The speakers argued that a prolonged redemption cycle in private credit could force managers to liquidate their highest-quality assets, leaving funds with highly levered, lower-quality portfolios.

The argument

The guests explained that while redemption gates protect against immediate runs, persistent outflows force managers to sell easy-to-monetize, high-quality loans first.

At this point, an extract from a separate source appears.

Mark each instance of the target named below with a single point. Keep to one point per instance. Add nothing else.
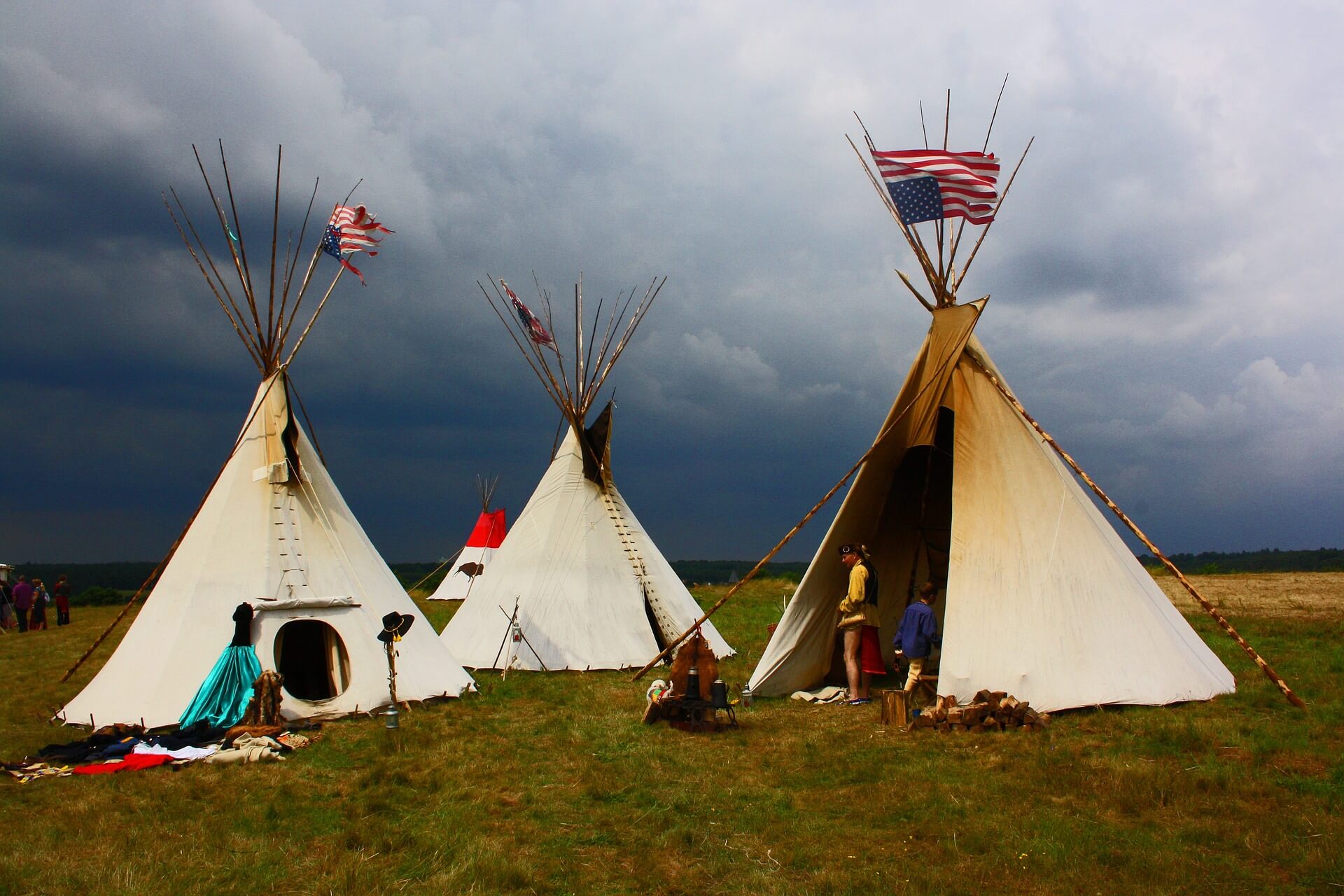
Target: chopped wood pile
(987, 711)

This dynamic could dilute the remaining portfolio's credit quality and potentially create opportunities for distressed debt buyers to acquire stressed loans at steep discounts.

The thesis, stress-tested
✓ What validates it
  • Private credit default rates climbing toward the discussed 15% threshold
  • Interval funds hitting their 5% quarterly redemption gates consecutively
▸ Risks discussed
  • Slowing inflows could accelerate the need to sell assets
  • Recovery values for highly levered software/SaaS companies in bankruptcy could be near zero
  • Rising interest rates place severe strain on companies with 6-7x leverage
Hear it yourself
"We're gonna be speaking with John Sheehan. He is a portfolio manager for the Strategic Income Fund at Osterweis. And Craig Manchuk, he's also a portfolio manager at the Strategic Income Fund. So thank you so much, John and Craig, for, coming on All Thoughts. Thanks for having us. Thanks for having us. So maybe just to begin with, how long have you guys been in the bond space? The firm has had a fixed income strategy for twenty coming up on twenty four years, actually, started by our one of our other partners, Karl Kaufman. Originally, the firm here was started as an equity only firm."